Cox and Hammonds (1988) found that there is a positive relationship between religiosity and well-being of the elderly; this was also concurred by Edward and Klemmack (1973) Hummer (1999) and Spreitzer and Synder (1974) in separate studies on the same space. Cox and Hammonds in their abstract, they forwarded the perspective that all past studies that have analyses religiosity and life satisfaction came to the same conclusion that individuals who attend church experience a greater life satisfaction. They forwarded the justification for the association. The researcher cited that:
A plausible explanation for the positive value that religious participation has on the lives of the elderly is that the church becomes a focal point of social integration and activity for the elderly, providing them with a sense of community and well-being (Cox and Hammonds 1988).

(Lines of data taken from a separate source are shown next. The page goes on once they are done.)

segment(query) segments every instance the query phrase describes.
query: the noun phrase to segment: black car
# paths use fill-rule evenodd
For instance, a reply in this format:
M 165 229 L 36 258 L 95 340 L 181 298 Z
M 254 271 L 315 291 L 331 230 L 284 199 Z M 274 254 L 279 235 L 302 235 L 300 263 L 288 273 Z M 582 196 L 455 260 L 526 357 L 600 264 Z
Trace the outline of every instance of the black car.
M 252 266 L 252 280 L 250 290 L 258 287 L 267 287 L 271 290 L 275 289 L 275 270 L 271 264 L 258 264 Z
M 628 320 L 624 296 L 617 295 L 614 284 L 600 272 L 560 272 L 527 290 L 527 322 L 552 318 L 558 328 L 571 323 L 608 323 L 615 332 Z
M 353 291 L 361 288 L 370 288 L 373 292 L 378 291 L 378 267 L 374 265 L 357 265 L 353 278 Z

According to Cox and Hammonds (1988), Guy in a study on the discourse of religiosity and life satisfaction, found that the group with the highest score on the measure of life satisfaction was that which reported the most frequent church attendance. Other research on the same space agreed with Guy, and Cox and Hammonds that religiosity was a determinant of life satisfaction experienced by the elderly (Markides1983; Ortega 1983). Cox and Hammonds stated that this space in the discipline of gerontology has a high degree of scientific bias, as scientists are less likely to reflect the secular attitudes of the public. In addition to the few longitudinal studies on matter, Cox and Hammonds argued that all the interpretation of the results and conclusion must be used cautiously (1988, 47).

According to Hummer et al. (1999), several studies have concluded that religion influences health, mortality and that the relationship varies across socio-demographic factors. They referred to studies carried out by Levin et al. (1994), Bryant and Ralowski (1992) and House et al. (1982); as those works have added to the space.

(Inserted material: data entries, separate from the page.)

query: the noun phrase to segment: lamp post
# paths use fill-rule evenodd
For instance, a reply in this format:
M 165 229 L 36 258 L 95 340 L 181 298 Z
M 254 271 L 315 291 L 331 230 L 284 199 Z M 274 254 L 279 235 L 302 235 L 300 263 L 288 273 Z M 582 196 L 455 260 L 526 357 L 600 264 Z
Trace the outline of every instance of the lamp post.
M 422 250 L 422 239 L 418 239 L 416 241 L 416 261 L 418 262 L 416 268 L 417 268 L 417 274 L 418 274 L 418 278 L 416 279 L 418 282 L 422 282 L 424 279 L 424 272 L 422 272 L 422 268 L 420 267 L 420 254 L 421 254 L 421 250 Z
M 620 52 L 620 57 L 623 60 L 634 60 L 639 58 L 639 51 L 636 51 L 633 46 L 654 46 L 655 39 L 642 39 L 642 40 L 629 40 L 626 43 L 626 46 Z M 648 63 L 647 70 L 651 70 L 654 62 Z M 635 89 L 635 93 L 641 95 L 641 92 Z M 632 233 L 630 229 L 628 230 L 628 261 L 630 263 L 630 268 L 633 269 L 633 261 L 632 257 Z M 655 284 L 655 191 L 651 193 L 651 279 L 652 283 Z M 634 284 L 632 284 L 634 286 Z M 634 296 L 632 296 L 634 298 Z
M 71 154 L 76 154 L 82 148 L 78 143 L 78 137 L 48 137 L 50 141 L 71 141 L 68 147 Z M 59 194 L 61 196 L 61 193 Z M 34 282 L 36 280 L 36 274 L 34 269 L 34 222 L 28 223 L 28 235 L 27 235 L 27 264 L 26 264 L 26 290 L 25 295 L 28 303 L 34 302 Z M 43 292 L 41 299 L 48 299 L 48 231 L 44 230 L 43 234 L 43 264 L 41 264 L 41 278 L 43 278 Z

In a study conducted by Frazier et al. (2005) exclusively on African American older people, they found that several multidimensional measures of religiosity were associated with psychological well-being. Kail and Cavanaugh (2004, 584) captured the experiences of seniors and how religion enhances their survivability, when they said that "...older adults who are more involved and committed to their faith have better physical and mental health ..." When asked 'how you deal with the living', respondents listed among coping strategies spirituality (Kail and Cavanaugh 2004). From studies analyzed earlier, spiritual support is a mechanism used in coping with life's challenges as the church offers a social support system and this is a mantle of hope. Religiosity is a determinant of the health status of people more so for seniors as they continue to grapple with lose of spouse, work and other psychosocial and biological conditions.

From the Census of 2001, approximately 21 percent of Jamaican reported that they had ‘no religion’ and 2.78 percent did not report, then the discourse on influence of religiosity on the quality of life of the aged should provide an indepth understanding of this phenomenon as a predictor.